We pulled out of the gas station and they directed me for 5-7 minutes or so driving around the little town. We didn’t really talk, or play any car games, just drove. We got to a sketchy little garage with very busted cars strewn around a parking lot, and they called the guy over. He unscrewed part of the bumper, kicked it three times to get it back in the right place, screwed it back in, and charged my 3 JD (1 JD per kick, probably). Then, my friends and I hopped back in, I dropped them back off at the gas station, and before I bid them farewell, one made me put his number in my phone. Thanks Zaid!
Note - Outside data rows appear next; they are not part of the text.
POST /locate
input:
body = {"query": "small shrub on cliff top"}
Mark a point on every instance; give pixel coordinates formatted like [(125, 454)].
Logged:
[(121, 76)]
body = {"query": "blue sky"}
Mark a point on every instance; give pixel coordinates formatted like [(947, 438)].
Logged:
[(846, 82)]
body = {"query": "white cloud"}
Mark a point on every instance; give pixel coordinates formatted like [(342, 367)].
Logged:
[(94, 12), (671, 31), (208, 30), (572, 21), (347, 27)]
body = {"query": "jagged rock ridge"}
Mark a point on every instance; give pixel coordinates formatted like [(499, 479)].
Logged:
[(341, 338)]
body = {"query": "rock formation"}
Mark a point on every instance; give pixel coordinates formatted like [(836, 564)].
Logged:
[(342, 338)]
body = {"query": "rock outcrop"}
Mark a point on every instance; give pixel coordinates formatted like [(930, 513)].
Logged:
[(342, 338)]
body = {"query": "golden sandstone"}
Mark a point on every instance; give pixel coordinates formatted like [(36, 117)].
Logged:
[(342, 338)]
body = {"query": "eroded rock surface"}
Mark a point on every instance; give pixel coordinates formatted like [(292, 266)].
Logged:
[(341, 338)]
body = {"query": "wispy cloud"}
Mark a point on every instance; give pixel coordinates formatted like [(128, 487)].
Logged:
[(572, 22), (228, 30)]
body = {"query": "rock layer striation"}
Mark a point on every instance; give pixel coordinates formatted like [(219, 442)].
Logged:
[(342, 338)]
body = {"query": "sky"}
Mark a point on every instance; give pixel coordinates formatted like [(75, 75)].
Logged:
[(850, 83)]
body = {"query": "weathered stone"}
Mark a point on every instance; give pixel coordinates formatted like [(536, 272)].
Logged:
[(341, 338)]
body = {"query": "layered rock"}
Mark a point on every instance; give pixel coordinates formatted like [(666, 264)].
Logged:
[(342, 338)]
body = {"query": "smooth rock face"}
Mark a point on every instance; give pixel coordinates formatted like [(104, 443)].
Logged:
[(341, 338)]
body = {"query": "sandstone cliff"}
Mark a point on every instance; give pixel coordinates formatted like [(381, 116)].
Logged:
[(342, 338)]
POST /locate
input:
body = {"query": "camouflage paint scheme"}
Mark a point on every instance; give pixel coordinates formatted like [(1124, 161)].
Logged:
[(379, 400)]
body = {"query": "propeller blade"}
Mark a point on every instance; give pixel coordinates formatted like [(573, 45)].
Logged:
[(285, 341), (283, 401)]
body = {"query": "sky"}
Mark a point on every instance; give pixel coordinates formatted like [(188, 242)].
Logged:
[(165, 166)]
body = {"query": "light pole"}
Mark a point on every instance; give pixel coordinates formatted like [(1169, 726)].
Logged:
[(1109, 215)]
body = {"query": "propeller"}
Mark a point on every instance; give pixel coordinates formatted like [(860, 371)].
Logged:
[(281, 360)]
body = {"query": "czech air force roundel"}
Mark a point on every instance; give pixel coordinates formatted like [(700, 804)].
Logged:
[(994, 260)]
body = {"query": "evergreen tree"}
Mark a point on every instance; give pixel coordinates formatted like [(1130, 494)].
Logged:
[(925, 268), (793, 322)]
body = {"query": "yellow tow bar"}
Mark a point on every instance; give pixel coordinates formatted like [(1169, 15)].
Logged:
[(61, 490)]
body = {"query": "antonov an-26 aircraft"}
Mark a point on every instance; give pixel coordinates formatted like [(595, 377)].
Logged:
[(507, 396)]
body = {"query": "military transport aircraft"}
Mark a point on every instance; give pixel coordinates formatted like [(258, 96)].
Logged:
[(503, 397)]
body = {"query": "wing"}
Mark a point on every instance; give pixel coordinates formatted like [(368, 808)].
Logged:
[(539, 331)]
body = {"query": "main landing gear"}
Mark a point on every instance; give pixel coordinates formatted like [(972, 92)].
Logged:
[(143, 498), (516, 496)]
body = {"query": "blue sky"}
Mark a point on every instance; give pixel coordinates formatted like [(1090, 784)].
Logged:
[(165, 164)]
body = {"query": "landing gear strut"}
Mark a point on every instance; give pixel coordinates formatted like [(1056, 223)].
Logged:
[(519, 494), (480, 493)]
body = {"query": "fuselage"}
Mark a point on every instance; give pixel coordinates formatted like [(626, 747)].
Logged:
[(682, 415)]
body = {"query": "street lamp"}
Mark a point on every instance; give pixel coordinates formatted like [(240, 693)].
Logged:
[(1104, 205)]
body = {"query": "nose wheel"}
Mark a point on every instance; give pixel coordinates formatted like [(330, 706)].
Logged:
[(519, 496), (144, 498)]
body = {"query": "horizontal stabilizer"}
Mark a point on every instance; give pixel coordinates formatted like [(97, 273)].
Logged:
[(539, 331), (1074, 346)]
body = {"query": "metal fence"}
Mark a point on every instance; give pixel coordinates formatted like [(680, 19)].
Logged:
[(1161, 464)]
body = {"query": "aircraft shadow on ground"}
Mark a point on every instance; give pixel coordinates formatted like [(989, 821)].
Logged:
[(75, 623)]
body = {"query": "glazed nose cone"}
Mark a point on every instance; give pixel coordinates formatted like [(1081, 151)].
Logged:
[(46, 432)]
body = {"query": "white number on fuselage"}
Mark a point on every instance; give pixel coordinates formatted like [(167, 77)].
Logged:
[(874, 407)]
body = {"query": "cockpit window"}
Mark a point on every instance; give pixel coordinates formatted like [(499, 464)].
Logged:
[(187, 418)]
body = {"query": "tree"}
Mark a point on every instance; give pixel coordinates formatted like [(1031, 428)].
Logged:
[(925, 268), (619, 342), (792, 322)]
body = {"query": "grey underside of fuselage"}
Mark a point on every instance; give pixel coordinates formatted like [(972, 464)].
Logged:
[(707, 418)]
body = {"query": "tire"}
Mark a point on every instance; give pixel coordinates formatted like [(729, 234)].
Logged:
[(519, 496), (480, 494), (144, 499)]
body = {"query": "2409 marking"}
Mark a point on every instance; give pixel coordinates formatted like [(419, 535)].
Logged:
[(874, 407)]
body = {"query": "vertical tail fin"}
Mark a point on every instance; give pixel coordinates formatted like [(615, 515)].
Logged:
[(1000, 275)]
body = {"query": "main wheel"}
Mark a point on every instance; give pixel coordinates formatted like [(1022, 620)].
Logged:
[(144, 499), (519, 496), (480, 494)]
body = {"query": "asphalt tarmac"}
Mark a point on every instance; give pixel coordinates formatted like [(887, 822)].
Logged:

The great part was that I felt not an ounce of distrust in the situation. Stuff like this has happened so many times. How weird would I have felt in some other country when two strange dudes got into my car with little to no explanation and told me to drive somewhere? And when we got to the body shop, after we got out of the car, the guy wanted me to pull my car around, so one of my two new car buddies grabbed my keys from me, hopped in and did it for me. How easily he could have driven away with our leased car that I share with two other people.

What an awesome feeling to have my helplessness counteracted with Jordanian helpfulness. So if you’re having car troubles, just let me know – I have the number of a great guy to help you out.